Member of the Washington State Senate
- In office January 7, 1891 – January 9, 1893
- Preceded by: O. D. Guilfoil J. H. Jones John R. Kinnear William V. Rinehart Wm. D. Wood
- Succeeded by: W. P. Sergeant
- Constituency: 19th
- In office November 6, 1889 – January 7, 1891
- Preceded by: Constituency established
- Succeeded by: N. H. Owings
- Constituency: 18th

Personal details
- Born: Levant Frederick Thompson December 26, 1827 near Jamestown, New York, U.S.
- Died: May 27, 1894 (aged 66) Donald, Washington, U.S.
- Party: Republican

= L. F. Thompson =

American politician

Levant Frederick Thompson (December 6, 1827 – May 27, 1894) was a pioneer, hop grower, banker, and American politician in the state of Washington. He served in the Washington State Senate from 1889 to 1893 (1889-91 for district 18, 1891-93 for district 19).
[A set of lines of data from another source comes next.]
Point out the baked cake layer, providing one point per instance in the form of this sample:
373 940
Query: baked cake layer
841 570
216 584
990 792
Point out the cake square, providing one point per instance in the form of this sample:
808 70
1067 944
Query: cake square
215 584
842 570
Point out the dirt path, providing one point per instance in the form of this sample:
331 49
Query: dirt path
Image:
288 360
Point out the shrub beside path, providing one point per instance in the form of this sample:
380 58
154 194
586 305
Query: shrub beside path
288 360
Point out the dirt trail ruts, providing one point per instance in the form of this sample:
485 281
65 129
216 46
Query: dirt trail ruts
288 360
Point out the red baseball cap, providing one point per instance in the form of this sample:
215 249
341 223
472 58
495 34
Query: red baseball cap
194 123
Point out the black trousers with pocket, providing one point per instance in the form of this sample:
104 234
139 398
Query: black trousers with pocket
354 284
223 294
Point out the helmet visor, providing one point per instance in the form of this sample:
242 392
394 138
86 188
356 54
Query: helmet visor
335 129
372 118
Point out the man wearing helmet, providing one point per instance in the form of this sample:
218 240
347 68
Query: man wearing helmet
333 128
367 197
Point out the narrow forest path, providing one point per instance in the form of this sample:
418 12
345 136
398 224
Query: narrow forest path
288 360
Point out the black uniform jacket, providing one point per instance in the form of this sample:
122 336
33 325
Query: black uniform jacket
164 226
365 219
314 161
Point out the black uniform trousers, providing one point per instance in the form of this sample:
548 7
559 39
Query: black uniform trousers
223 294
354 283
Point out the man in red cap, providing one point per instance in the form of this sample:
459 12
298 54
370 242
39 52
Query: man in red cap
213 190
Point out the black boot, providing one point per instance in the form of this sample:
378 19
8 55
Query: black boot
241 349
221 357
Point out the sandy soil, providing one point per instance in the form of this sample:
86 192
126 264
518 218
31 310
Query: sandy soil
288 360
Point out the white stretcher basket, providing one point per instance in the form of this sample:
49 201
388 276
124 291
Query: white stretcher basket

Levant Frederick Thompson was born Dec. 6, 1827 in Jamestown, New York. He was the fourth child of Harvey Thompson and Laura Cole, and the only son. After realizing he did not have the means to attend college, Levant left home in 1848 to "go west" and seek his fortune. He made his way from Jamestown to Placerville, California, working various jobs to "increase the contents of his purse". He traveled by steamboat, train, stage, team & wagon, horseback, and on foot. Levant came to Pierce County, Washington Territory in the early 1850s. He was the youngest man to serve in the first territorial legislature and later was the oldest state senator after statehood. He was elected to the state senate in the fall of 1889 to represent Pierce County. Levant was to serve with the Indian Department during one of his lean periods. He was the incorporator of the Merchants National Bank of Tacoma and served as its director. He was a director of the Washington National Bank and became president of the Farmers and Merchants Bank of King County.